Quote:
Originally Posted by javi
I certainly have a higher winrate at tables that do not include a maniac, since the maniac forces me to only play vs him and none of the other fish at the table. I am much more profitable at a table where I can actually play pots with people more than once every 10 orbits because some guy is shoving every hand. The problem with a maniac at the table is everyone is going to make the same adjustment, so your stackoff range is going to run into people playing similar hands, i.e. you ship 99 on him and the SB calls with TT. Yes, whoever is patient or wakes up with QQ+ is going to beat him. Will they beat him for 200BB's or more? Or will they catch him on his way out the door for his last 40BB's. If the maniac is deep and still playing like a maniac then your incentive to just wait improves. I've sat for 4 hours waiting to stack a guy sitting 400BB's deep who kept playing as you describe. He even open shoved UTG with 23s once for $2000 in a 2/5 game (and beat my KK utg + 1). You can either sit there and hope you are that person or change tables. In hindsight I wish I would have changed tables. He didnt make anybody rich, all he did was make everyone deep by passing stacks around the table till the avg stack was 200BB's.
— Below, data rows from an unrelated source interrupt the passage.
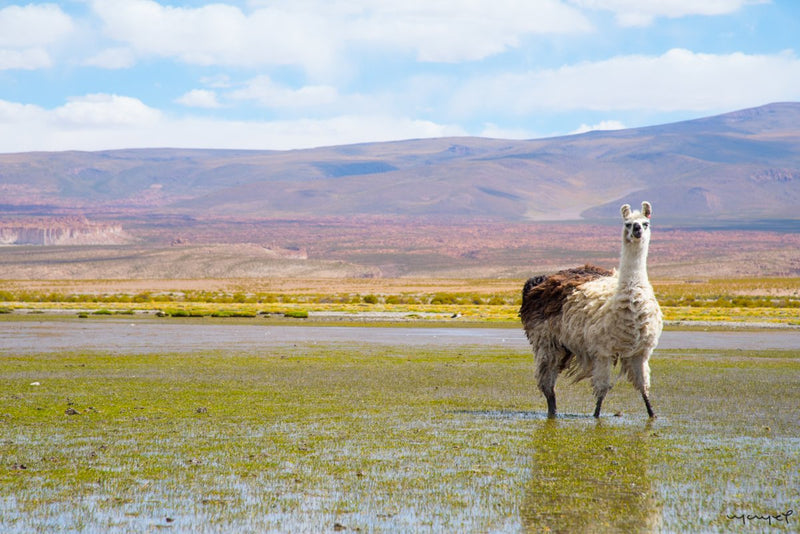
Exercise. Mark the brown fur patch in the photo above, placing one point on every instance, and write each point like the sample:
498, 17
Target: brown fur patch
543, 296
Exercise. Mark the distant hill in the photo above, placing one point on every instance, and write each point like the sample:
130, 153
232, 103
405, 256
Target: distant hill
738, 169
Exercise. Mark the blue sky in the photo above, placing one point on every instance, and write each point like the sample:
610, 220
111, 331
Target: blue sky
282, 74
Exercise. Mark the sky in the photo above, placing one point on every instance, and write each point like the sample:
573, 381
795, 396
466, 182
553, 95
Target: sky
287, 74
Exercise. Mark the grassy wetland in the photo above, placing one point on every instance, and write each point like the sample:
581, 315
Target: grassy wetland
365, 437
760, 301
361, 436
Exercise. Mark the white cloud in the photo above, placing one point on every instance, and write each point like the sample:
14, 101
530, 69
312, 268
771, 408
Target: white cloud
219, 34
456, 31
113, 58
678, 80
642, 13
96, 122
267, 93
316, 34
106, 111
200, 98
28, 32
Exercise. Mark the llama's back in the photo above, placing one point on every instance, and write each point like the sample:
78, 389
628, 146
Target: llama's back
543, 297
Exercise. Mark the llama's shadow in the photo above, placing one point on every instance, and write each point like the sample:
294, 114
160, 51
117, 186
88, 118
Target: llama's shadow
521, 414
534, 415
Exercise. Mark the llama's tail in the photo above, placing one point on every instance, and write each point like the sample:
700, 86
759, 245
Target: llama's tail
532, 282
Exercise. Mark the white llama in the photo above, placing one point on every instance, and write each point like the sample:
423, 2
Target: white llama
587, 319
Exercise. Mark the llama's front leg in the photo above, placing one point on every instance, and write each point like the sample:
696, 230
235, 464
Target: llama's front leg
601, 382
546, 374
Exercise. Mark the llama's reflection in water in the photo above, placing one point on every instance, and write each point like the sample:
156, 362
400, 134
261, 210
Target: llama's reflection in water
590, 477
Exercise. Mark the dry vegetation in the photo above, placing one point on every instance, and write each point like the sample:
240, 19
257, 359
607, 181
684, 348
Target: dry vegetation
752, 300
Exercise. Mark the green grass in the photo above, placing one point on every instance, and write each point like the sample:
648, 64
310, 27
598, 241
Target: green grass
389, 438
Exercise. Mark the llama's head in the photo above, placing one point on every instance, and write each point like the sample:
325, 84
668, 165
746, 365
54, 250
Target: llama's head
637, 223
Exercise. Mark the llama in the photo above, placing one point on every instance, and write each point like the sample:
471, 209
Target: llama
586, 320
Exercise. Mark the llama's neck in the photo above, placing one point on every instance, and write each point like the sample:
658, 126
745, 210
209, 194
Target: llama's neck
633, 265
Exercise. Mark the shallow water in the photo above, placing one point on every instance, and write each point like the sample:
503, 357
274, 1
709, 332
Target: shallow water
136, 336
He reloaded twice and finally left. If you look at your HEM's most profitable hands they are all straights, flushes, fullhouses, etc. Hands made from speculative preflop starting cards, the kind of cards you wont be able to play with a maniac at the table pushing you out preflop every hand.
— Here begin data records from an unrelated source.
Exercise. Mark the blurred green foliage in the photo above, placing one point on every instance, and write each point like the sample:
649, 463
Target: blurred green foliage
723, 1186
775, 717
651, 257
Man, I don't want to be the jerk here, but are you trolling
Just about everything you said is wrong.
The notion that an incredibly bad player can sit down at a table and decrease your hourly is utter nonsense. If you are not absolutely printing money at $500/h+ with the kinds of players that persistently do things like open shove 23s UTG for 400BB you're doing it wrong. This is a dream spot that only comes once in awhile for a lot of people.
Most players DO NOT adjust well when playing with a maniac. They will open up their calling range against the maniac but still waaay overfold and won't generally adjust by playing back at the good player's relentless isolations/squeezes. Obviously you have to account for players left to act in a hand and can't just consider the maniac's range and play against that, but this doesn't mean you nit it up. Even if everyone adjusts perfectly then that 5 BI/h the maniac is dumping gets split up ten ways for massive profit for everyone.
If you are trolling here then gg, you got me.
If you are not trolling, I apologize for being harsh, but I just can't see a veteran poster thinking this way. I will gladly work out scenarios and support myself with math if you want.